Deepro Banerjee, Michael A. Jindra, Alec J. Linot, Brian F. Pfleger, Costas D. Maranas, EnZymClass: Substrate specificity prediction tool of plant acyl-ACP thioesterases based on ensemble learning, Current Research in Biotechnology, Volume 4, 2022, Pages 1-9, ISSN 2590-2628, https://doi.org/10.1016/j.crbiot.2021.12.002. (https://www.sciencedirect.com/science/article/pii/S259026282100037X)
-
Install conda preferably through anaconda. For installation instructions, please visit link
-
Set the conda channel priority list by editing .condarc file to the following:
channel_priority: flexible
channels:
- conda-forge
- bioconda
- defaultsThis step is optional but is recommended as it can circumvent some installation errors. The .condarc file can be found in the home directory. In macOS/linux it can be edited from the terminal using the following command:
$nano ~/.condarc
-
Create a conda environment with the following command:
$conda create -n te_env python=3.9 scikit-learn pandas jupyter blast bioconductor-kebabs=1.24.0
-
Install ifeatpro link, ngrampro link and pssmpro link using pip after activating the conda environment. Run the following commands in MacOS/Linux. If you have Windows, use WSL.
$ conda activate te_env
$ pip install ifeatpro
$ pip install ngrampro
$ pip install pssmpro
The jupyter notebook, TE_SubstrateSpecificityAnalysis.ipynb present in the notebooks/ directory provides step by step instructions on how we obtained the current results. Open a jupyter session and rerun the notebook. Some steps take several hours to run; please use multiple cores (I used 24) to attain results within a reasonable amount of time.
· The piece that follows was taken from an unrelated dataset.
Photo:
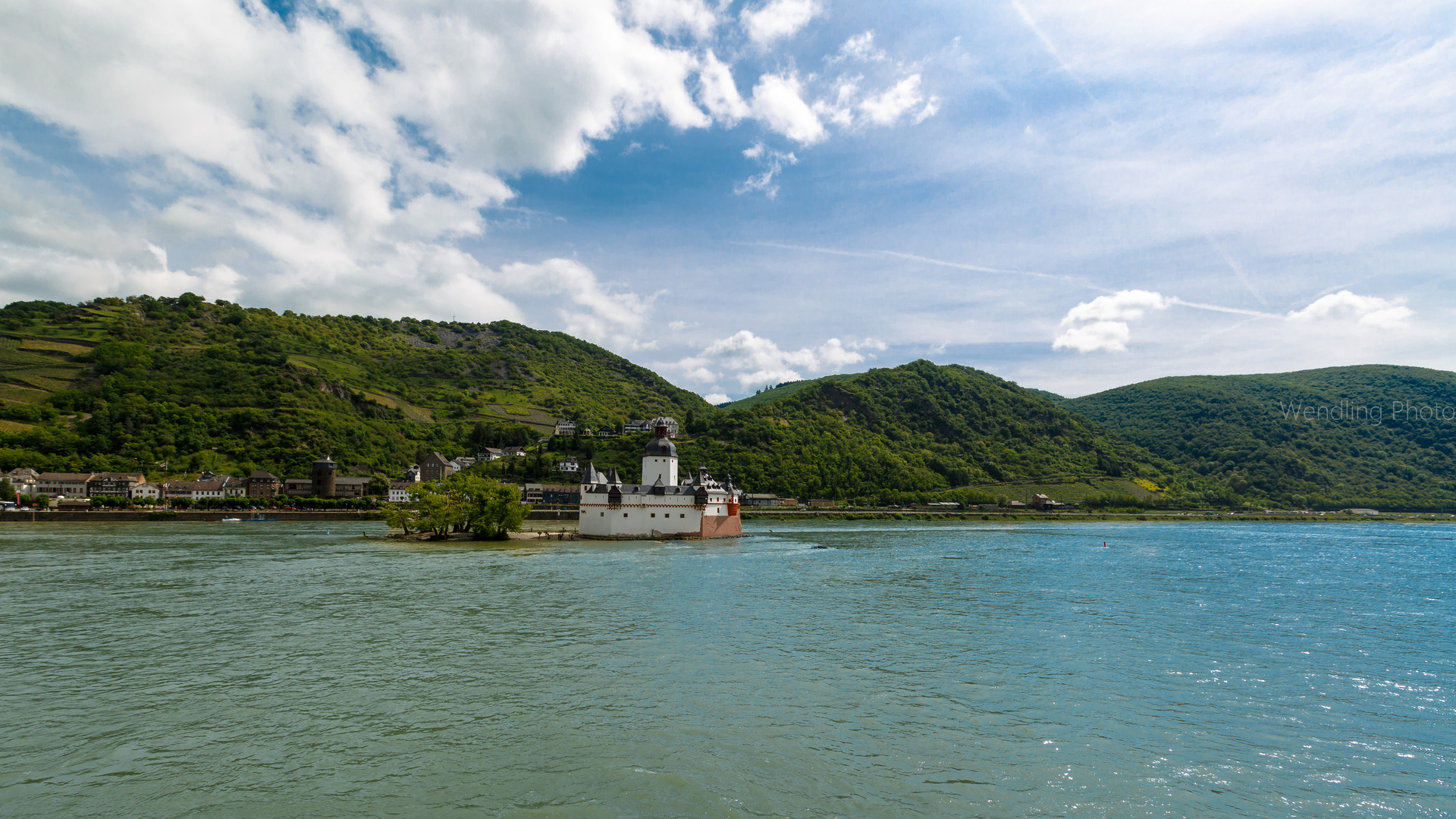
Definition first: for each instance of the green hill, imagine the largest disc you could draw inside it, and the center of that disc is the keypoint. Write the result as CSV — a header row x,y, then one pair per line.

Please refer to: https://github.com/deeprob/EnZymClass
-
Create train and test dataset of the same format as the csv files given in data/raw/ directory. The format should be as follows:
protein_name, protein_sequence, protein_label (for training dataset)
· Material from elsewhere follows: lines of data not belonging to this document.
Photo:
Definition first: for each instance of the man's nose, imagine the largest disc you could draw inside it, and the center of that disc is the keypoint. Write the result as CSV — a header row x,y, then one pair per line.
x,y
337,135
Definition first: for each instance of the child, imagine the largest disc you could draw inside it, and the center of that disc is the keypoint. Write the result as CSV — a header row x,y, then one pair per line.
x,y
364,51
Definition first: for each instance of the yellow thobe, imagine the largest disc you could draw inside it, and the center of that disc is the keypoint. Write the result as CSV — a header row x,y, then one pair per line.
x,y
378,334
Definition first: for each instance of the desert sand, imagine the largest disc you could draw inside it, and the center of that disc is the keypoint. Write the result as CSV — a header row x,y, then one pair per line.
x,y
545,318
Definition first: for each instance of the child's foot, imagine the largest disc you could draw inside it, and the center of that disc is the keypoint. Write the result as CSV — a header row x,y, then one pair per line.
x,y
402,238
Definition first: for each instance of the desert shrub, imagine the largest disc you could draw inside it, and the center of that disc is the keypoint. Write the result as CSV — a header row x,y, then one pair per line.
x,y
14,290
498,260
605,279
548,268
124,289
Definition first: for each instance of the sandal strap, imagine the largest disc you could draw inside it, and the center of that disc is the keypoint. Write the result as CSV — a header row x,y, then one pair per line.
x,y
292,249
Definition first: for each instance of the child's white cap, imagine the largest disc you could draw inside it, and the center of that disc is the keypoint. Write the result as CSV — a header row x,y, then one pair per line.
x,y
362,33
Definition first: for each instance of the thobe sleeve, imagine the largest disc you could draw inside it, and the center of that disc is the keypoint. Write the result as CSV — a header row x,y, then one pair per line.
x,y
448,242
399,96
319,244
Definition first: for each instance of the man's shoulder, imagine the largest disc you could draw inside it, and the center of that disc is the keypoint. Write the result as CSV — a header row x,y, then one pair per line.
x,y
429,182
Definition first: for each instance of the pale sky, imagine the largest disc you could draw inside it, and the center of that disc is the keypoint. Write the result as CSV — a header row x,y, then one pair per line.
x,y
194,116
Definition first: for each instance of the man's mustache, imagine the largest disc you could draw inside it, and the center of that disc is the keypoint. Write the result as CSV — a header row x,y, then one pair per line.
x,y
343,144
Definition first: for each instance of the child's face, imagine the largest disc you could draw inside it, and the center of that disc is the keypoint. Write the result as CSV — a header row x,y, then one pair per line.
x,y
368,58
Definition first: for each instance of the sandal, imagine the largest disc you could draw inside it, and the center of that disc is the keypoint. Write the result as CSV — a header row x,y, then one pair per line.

protein_name, protein_sequence (for test dataset)
-
Duplicate and rename the TE_SubstrateSpecificityAnalysis.ipynb present in the notebooks/ directory according to your application area. Rename train_raw and test_raw variables in the notebook
-
Run the notebook step by step. Please note that the pssm based features require creation of pssm profiles of protein sequences which in turn require the psiblast program path and a blast database. Blast database creation is described in the pssmpro tutorial link.